Quels sont les facteurs qui expliquent cette inflation ?

D’abord l’effet « boule de neige ». Les droits engendrent des droits. Chaque nouvelle loi précise ou ajuste un mécanisme qui ne manquera pas d’être à son tour modifié par la suite. Dès lors, comme rien n’est jamais simple, les règles - écrites dans un style administratif privilégiant toujours l’exhaustivité à la concision -, s’entassent. Il ne faut pas s’en étonner : Michel Croizier l’avait mis en lumière dans son « Phénomène bureaucratique » publié en 1964, la production de normes est la raison d’être des bureaucraties.

Ensuite, la volonté de protection. Rares sont les domaines qui n’appellent pas, par précaution ou par souci de régulation, des normes contraignantes. Pour servir un intérêt public ou pour répondre à une demande sociale, la réponse est la même : légiférer. Ainsi en dépit de ses 3 500 pages environ, le code général des collectivités territoriales est loin de couvrir les 400 000 dispositions coercitives identifiées par l’association des maires de France. Lesquelles peuvent d’ailleurs aussi provenir de prescriptions édictées par les autorités communautaires ou des organismes de droit privé investis d'un pouvoir réglementaire, telles que les fédérations sportives.

L’affichage politique est aussi un paramètre déterminant. Comme l’écrivait Raymond Carré de Malberg « le domaine de la loi est sans borne, comme la volonté générale ». Aussi les campagnes électorales sont-elles rythmées par des engagements porteurs de changements législatifs. Et comme les majorités ne sont qu’exceptionnellement reconduites, les alternances se matérialisent essentiellement par des balanciers législatifs.
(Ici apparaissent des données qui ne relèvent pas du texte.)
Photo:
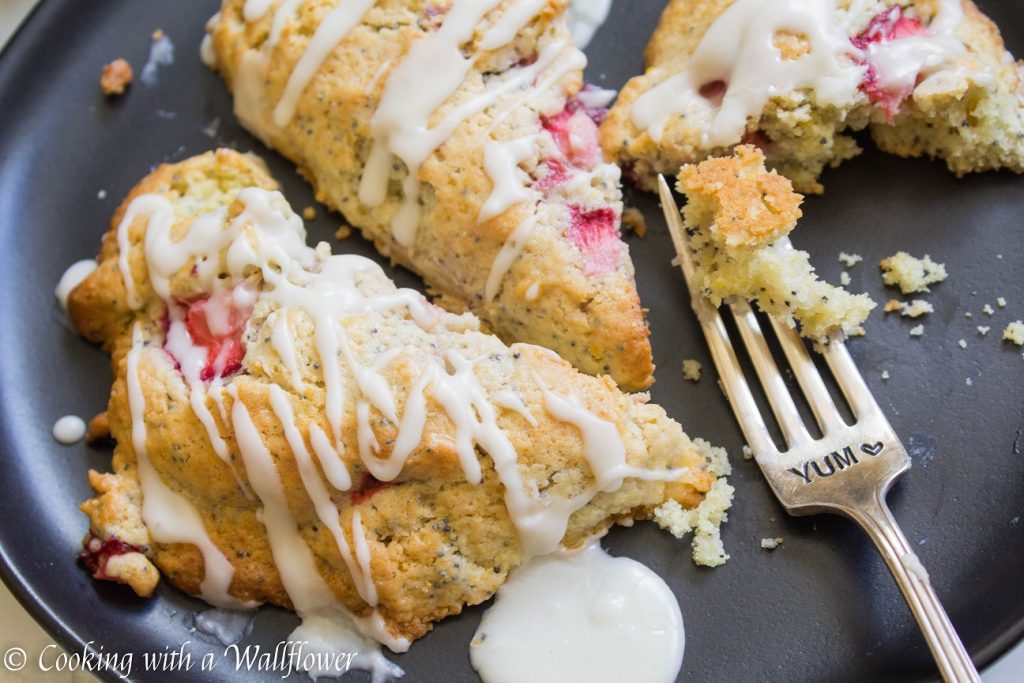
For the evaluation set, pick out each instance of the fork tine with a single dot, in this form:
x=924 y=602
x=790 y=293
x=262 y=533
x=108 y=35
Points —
x=808 y=377
x=732 y=382
x=849 y=379
x=771 y=379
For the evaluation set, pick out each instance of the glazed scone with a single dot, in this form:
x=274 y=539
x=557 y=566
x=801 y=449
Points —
x=457 y=136
x=927 y=77
x=291 y=428
x=738 y=215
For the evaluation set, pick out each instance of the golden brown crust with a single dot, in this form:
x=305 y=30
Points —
x=596 y=322
x=436 y=542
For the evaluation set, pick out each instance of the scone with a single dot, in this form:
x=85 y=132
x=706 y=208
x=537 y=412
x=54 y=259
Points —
x=927 y=77
x=738 y=214
x=291 y=428
x=457 y=135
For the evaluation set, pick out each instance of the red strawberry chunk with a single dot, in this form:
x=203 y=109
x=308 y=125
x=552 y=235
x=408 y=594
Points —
x=887 y=26
x=596 y=235
x=217 y=324
x=95 y=554
x=369 y=486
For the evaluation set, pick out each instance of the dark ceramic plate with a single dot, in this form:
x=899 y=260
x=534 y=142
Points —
x=820 y=608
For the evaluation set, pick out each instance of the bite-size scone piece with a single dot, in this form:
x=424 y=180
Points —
x=927 y=77
x=737 y=215
x=291 y=428
x=459 y=137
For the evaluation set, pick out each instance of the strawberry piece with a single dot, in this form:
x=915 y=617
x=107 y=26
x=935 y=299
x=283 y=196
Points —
x=596 y=235
x=887 y=26
x=95 y=554
x=222 y=343
x=369 y=486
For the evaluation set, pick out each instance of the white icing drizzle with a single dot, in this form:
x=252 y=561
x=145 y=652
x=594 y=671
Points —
x=558 y=617
x=72 y=278
x=586 y=16
x=509 y=252
x=310 y=596
x=738 y=50
x=501 y=162
x=326 y=509
x=69 y=429
x=168 y=515
x=334 y=27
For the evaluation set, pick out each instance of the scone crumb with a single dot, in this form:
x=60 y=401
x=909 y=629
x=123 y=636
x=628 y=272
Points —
x=1015 y=333
x=634 y=220
x=910 y=273
x=99 y=428
x=116 y=78
x=915 y=308
x=850 y=260
x=691 y=370
x=705 y=521
x=892 y=305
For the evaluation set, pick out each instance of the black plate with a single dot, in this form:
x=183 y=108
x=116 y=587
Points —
x=820 y=608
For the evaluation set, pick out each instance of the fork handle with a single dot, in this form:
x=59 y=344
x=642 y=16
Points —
x=950 y=655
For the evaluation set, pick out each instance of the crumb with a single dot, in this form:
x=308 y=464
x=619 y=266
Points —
x=634 y=220
x=116 y=78
x=910 y=273
x=691 y=370
x=705 y=521
x=716 y=458
x=850 y=260
x=915 y=308
x=1015 y=333
x=99 y=428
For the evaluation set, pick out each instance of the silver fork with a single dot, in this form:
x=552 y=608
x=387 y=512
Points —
x=848 y=471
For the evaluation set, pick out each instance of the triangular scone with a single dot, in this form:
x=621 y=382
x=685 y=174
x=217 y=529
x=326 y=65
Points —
x=455 y=135
x=292 y=428
x=928 y=77
x=738 y=215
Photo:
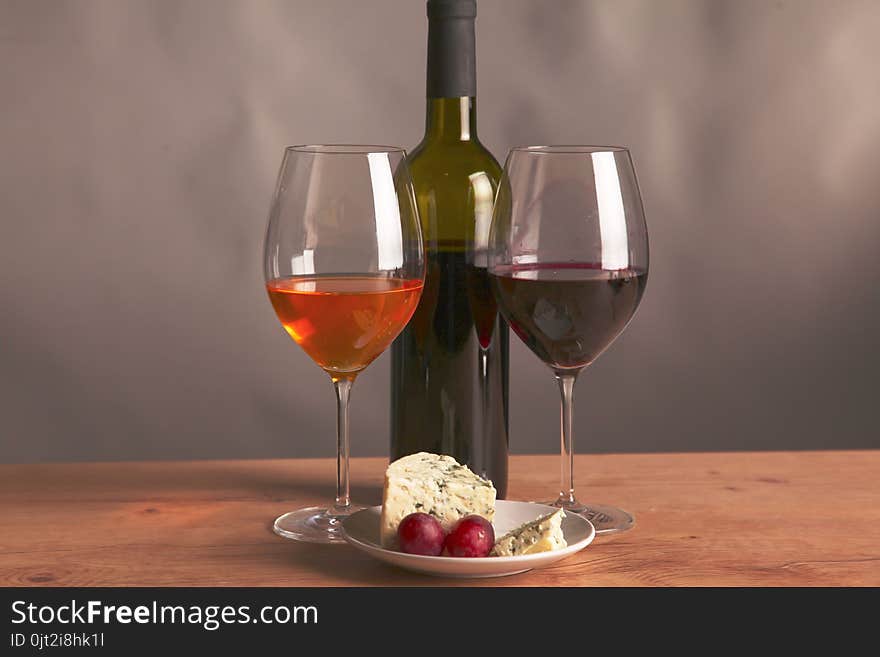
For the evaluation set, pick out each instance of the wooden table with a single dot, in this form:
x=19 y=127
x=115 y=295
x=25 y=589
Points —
x=767 y=519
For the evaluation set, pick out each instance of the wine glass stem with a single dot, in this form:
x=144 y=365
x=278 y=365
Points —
x=566 y=389
x=343 y=499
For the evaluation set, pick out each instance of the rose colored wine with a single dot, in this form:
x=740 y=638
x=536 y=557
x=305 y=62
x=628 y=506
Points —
x=568 y=313
x=344 y=322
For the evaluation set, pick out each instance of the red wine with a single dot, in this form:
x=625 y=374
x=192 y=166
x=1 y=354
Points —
x=568 y=313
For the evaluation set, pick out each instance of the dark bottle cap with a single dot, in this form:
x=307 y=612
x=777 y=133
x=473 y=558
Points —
x=452 y=70
x=452 y=8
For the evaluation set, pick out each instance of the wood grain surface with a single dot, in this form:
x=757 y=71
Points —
x=729 y=519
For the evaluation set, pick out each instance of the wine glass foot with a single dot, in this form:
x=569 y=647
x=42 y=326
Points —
x=313 y=524
x=606 y=519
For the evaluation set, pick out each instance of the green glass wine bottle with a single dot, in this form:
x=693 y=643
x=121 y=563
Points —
x=449 y=388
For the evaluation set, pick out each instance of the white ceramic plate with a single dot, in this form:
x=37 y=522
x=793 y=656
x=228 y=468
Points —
x=362 y=531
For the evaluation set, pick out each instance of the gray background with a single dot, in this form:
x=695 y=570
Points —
x=139 y=143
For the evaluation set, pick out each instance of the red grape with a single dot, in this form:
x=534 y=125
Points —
x=472 y=536
x=420 y=533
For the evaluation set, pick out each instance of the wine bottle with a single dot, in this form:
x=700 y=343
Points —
x=449 y=387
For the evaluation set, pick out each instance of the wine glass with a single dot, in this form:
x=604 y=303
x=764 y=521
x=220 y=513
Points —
x=569 y=264
x=344 y=269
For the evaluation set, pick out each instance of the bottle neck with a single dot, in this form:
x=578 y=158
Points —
x=452 y=71
x=451 y=119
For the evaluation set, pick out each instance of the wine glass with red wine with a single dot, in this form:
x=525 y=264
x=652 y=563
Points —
x=344 y=268
x=568 y=263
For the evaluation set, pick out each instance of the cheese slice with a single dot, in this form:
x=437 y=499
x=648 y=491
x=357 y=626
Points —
x=541 y=535
x=436 y=484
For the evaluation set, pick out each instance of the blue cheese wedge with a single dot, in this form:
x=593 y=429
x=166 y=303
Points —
x=436 y=484
x=541 y=535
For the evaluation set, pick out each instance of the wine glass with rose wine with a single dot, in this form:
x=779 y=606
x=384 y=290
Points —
x=568 y=265
x=344 y=269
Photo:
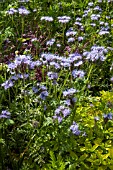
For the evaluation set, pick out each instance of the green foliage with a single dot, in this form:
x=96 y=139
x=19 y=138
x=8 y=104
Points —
x=33 y=137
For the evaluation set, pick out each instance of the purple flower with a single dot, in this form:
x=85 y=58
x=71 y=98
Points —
x=23 y=11
x=63 y=19
x=78 y=73
x=74 y=56
x=61 y=112
x=11 y=11
x=59 y=119
x=11 y=66
x=78 y=64
x=52 y=75
x=70 y=32
x=50 y=42
x=75 y=129
x=43 y=95
x=7 y=84
x=110 y=115
x=22 y=76
x=69 y=92
x=66 y=112
x=80 y=38
x=71 y=39
x=5 y=114
x=103 y=32
x=96 y=118
x=47 y=18
x=35 y=90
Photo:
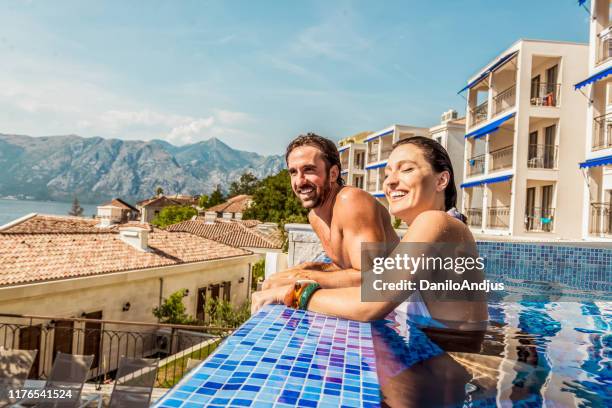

Il faut encore ajouter la méfiance du législateur vis-à-vis des administrations centrales. Une loi sans décret d’application ne peut produire d’effets. Et comme il est régulier que ces derniers ne soient pas rédigés avec la promptitude espérée par les parlementaires, ces derniers ont pris l’habitude de glisser dans le corps du texte, les indispensables dispositions règlementaires. C’est ainsi que la loi la plus longue adoptée depuis 1958, dite « ALUR » (accès au logement et un urbanisme rénové) du 24 mars 2014 est passée de 84 articles à 177. Du Palais Bourbon au Palais du Luxembourg, 93 articles supplémentaires sont venus alourdir l’ensemble ! 479 pages furent nécessaires dans le Journal officiel.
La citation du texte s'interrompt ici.